I am currently a research scientist at Google Brain. I finished my PhD at MIT in 2017, where I was advised by Prof. Regina Barzilay and a member of NLP group at MIT CSAIL. I obtained my bachelor of science degree from Peking University in 2010.

Prior to joining Google, I was a scientist and research leader at ASAPP, where I manage a group of researchers and engineers for applied machine learning and natural language processing.

Broadly speaking, I am interested in the algorithmic perspective of machine learning and various applications of natural language processing. My recent research focuses on the following topics:

  • Efficient ML: devise neural network models that can scale at training or inference while retaining state-of-the-art results on target applications (EMNLP21, EMNLP18, ICML17); and build novel learning algorithms for model compression (EMNLP20a, EMNLP20b).

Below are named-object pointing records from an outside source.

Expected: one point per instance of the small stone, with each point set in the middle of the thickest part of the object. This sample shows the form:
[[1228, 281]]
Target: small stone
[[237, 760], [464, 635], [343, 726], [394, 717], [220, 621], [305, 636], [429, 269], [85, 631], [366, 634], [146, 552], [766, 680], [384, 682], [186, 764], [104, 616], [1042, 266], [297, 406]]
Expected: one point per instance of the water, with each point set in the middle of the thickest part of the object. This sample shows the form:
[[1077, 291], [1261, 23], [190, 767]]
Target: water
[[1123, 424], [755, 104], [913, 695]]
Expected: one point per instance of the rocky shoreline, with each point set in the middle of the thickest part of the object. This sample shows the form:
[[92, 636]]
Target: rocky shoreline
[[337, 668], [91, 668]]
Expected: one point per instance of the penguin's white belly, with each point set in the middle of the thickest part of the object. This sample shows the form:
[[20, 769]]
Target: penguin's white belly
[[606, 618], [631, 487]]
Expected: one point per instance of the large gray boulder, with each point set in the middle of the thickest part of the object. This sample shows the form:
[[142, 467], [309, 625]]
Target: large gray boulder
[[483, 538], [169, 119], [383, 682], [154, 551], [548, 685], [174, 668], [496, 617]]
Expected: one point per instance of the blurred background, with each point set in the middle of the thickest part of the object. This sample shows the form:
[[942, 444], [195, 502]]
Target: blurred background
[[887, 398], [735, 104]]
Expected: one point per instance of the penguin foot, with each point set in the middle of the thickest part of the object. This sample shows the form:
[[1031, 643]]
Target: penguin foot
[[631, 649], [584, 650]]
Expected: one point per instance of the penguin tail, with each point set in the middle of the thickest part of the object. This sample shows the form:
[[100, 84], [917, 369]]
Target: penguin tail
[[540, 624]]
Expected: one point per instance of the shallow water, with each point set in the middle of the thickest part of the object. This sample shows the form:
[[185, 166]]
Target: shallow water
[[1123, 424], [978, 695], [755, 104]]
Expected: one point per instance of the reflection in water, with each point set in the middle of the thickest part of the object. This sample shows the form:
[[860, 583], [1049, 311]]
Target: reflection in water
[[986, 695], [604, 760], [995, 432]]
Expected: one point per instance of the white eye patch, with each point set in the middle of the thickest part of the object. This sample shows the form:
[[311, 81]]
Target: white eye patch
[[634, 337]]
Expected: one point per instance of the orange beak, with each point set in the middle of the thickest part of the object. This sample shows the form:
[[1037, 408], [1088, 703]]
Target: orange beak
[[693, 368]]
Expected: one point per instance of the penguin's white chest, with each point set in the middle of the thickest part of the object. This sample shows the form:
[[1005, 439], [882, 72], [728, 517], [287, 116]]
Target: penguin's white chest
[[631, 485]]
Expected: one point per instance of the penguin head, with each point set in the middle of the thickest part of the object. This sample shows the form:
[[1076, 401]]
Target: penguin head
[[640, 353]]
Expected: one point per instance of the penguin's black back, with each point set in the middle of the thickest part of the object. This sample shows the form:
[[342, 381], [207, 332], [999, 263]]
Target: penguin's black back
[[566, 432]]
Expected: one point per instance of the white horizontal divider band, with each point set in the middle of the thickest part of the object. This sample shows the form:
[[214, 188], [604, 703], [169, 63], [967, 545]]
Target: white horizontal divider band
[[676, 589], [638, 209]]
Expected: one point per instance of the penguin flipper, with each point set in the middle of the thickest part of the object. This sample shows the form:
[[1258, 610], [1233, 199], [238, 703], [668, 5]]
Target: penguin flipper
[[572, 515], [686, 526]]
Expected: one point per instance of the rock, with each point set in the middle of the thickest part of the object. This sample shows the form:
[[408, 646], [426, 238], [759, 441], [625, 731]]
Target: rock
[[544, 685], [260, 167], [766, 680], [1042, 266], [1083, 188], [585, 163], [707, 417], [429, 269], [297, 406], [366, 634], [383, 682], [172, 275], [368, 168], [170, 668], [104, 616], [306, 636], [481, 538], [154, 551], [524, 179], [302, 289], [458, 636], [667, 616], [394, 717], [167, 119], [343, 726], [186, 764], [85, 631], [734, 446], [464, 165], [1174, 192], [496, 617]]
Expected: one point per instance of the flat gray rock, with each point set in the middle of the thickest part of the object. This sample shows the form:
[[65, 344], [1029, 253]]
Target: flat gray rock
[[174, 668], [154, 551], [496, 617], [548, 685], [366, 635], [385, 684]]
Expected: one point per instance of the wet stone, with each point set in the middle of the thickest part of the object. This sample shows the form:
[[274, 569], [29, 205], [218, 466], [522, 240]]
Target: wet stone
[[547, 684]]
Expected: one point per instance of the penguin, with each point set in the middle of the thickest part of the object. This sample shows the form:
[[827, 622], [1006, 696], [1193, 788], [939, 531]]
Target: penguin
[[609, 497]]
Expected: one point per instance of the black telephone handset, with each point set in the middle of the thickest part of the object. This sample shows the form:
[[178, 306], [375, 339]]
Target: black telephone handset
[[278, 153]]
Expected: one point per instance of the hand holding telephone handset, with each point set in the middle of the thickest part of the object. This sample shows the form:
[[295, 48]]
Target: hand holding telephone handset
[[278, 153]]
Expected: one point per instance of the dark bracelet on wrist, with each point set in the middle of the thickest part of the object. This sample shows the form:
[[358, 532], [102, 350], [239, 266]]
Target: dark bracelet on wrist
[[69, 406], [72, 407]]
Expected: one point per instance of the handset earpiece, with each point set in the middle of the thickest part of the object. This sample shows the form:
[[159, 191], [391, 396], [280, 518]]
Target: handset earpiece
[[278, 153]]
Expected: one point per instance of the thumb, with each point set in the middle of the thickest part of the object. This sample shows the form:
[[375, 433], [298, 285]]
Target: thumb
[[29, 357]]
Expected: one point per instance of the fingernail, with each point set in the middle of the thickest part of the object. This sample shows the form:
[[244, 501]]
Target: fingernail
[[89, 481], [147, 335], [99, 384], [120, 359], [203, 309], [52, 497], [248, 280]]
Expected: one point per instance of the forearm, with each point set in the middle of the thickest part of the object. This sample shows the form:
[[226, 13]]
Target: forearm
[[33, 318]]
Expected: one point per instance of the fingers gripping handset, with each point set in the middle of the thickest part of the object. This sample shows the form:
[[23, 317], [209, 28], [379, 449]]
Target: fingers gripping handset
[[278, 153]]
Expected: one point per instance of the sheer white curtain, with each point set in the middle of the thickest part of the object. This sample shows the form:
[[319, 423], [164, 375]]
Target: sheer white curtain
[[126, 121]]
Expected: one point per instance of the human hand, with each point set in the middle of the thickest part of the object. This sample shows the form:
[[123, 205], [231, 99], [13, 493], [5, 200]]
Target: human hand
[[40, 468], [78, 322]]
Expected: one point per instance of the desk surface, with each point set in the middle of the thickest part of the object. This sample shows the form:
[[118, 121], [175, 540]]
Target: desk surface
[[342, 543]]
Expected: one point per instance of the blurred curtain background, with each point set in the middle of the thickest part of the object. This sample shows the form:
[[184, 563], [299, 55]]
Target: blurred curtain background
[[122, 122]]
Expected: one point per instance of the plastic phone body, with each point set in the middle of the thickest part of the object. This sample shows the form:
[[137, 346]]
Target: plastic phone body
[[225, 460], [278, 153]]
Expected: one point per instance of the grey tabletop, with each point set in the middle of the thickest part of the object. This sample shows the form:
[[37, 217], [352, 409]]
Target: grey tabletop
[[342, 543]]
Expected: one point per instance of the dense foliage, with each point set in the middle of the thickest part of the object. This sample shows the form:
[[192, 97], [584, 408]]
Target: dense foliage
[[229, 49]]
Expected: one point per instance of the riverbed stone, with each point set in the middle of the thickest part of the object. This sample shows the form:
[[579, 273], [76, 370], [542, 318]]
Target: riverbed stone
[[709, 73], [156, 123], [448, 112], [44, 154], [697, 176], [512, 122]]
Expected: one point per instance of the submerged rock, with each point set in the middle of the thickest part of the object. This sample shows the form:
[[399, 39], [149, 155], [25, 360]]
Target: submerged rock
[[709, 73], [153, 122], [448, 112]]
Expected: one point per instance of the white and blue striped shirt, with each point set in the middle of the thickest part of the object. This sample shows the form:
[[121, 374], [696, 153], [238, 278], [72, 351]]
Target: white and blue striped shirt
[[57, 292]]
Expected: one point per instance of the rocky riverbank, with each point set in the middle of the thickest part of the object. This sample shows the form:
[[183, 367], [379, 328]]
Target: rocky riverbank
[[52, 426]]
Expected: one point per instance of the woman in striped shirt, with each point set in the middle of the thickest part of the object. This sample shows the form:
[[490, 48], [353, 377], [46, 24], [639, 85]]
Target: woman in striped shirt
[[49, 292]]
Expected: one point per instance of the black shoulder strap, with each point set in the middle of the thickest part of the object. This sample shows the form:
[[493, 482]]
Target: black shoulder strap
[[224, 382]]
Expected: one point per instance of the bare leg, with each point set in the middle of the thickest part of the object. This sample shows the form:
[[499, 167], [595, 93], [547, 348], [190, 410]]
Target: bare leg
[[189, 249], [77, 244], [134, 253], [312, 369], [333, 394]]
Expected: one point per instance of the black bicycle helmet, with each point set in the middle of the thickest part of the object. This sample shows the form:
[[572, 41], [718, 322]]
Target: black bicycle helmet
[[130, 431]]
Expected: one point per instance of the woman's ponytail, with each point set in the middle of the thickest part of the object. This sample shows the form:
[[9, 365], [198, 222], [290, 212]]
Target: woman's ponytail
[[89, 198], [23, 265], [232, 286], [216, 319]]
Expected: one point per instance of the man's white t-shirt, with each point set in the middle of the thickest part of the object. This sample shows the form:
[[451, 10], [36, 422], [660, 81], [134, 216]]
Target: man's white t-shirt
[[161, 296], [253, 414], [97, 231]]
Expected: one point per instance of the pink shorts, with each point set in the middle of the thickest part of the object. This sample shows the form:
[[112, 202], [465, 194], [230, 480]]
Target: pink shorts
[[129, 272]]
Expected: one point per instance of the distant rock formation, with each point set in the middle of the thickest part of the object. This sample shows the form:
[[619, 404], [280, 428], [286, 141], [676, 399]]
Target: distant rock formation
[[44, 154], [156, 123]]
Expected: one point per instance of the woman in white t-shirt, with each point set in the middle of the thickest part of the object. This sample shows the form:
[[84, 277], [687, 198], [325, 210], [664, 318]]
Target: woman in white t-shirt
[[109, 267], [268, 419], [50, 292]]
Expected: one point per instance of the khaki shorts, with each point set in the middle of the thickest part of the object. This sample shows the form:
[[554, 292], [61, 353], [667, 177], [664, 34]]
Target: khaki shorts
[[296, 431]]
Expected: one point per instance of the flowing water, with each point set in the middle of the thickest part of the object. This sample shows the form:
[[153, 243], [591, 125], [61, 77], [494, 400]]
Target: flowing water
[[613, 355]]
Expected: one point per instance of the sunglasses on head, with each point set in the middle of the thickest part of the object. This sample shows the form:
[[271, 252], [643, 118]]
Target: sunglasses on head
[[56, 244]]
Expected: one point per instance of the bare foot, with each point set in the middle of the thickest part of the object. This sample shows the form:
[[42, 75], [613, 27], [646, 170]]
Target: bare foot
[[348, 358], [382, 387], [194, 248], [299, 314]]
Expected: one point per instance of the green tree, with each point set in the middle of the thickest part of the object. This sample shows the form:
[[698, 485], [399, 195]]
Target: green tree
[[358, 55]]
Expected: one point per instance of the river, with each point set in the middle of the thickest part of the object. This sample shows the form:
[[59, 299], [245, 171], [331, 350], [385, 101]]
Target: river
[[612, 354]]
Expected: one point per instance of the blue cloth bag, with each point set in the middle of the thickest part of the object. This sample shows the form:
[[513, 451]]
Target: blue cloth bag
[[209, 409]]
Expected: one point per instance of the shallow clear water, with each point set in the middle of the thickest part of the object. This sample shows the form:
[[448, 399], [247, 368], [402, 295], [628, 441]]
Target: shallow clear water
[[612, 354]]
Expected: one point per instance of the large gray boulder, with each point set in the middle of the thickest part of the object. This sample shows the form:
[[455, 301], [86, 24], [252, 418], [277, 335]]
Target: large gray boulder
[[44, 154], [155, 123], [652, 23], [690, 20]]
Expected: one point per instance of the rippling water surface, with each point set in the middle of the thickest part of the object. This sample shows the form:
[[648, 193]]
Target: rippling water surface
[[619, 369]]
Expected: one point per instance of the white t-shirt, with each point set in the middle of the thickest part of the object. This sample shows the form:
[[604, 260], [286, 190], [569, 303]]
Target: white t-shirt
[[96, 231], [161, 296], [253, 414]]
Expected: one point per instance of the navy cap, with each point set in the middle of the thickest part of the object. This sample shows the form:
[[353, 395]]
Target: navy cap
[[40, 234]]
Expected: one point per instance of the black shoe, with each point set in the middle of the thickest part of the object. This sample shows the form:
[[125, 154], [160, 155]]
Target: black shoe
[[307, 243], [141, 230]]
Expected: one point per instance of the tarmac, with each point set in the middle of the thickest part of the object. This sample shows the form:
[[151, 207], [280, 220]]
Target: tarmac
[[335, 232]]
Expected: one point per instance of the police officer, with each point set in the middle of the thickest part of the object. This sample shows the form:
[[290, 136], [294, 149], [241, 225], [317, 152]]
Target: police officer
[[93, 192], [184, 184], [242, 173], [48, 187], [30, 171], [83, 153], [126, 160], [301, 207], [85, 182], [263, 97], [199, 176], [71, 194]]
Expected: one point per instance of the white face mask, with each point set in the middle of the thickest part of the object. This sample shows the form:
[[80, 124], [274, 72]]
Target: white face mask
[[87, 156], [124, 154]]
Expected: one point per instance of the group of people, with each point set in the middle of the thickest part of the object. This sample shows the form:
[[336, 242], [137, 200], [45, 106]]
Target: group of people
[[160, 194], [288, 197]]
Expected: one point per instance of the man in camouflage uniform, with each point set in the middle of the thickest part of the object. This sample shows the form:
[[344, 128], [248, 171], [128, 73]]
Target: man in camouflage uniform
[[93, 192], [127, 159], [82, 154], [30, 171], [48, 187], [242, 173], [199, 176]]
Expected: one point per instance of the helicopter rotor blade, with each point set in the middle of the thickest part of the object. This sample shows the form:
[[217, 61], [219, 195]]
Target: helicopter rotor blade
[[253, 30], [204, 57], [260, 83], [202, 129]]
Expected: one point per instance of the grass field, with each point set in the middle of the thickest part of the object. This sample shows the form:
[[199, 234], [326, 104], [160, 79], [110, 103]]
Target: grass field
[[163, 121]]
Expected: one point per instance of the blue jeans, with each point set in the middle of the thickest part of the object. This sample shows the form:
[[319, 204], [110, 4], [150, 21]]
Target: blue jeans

  • Rationalizing model prediction: introduce self-explaining models that selects a subset of input as a justification for the models prediction (EMNLP16, ACL20a); or thru interacting with the user (ACL20b).

News

04/11/23     We released our paper on CoDA, a new adaptation method for large models in NLP, vision and speech. CoDA achieves 2-8x inference speedup with modest to no loss of accuracy.
03/17/23     We released our paper on CoLT5, an encoder-decoder architecture for long inputs using conditional computation, achieving new SOTA on the SCROLLS benchmark.
10/29/21     SRU++ receives Outstanding Paper award at EMNLP 2021.
02/24/21     We released SRU++, a highly efficient RNN that obtains top results but also reduce training cost significantly. [News] [Paper]
09/14/20     Our team got 3 long papers accepted at EMNLP 2020.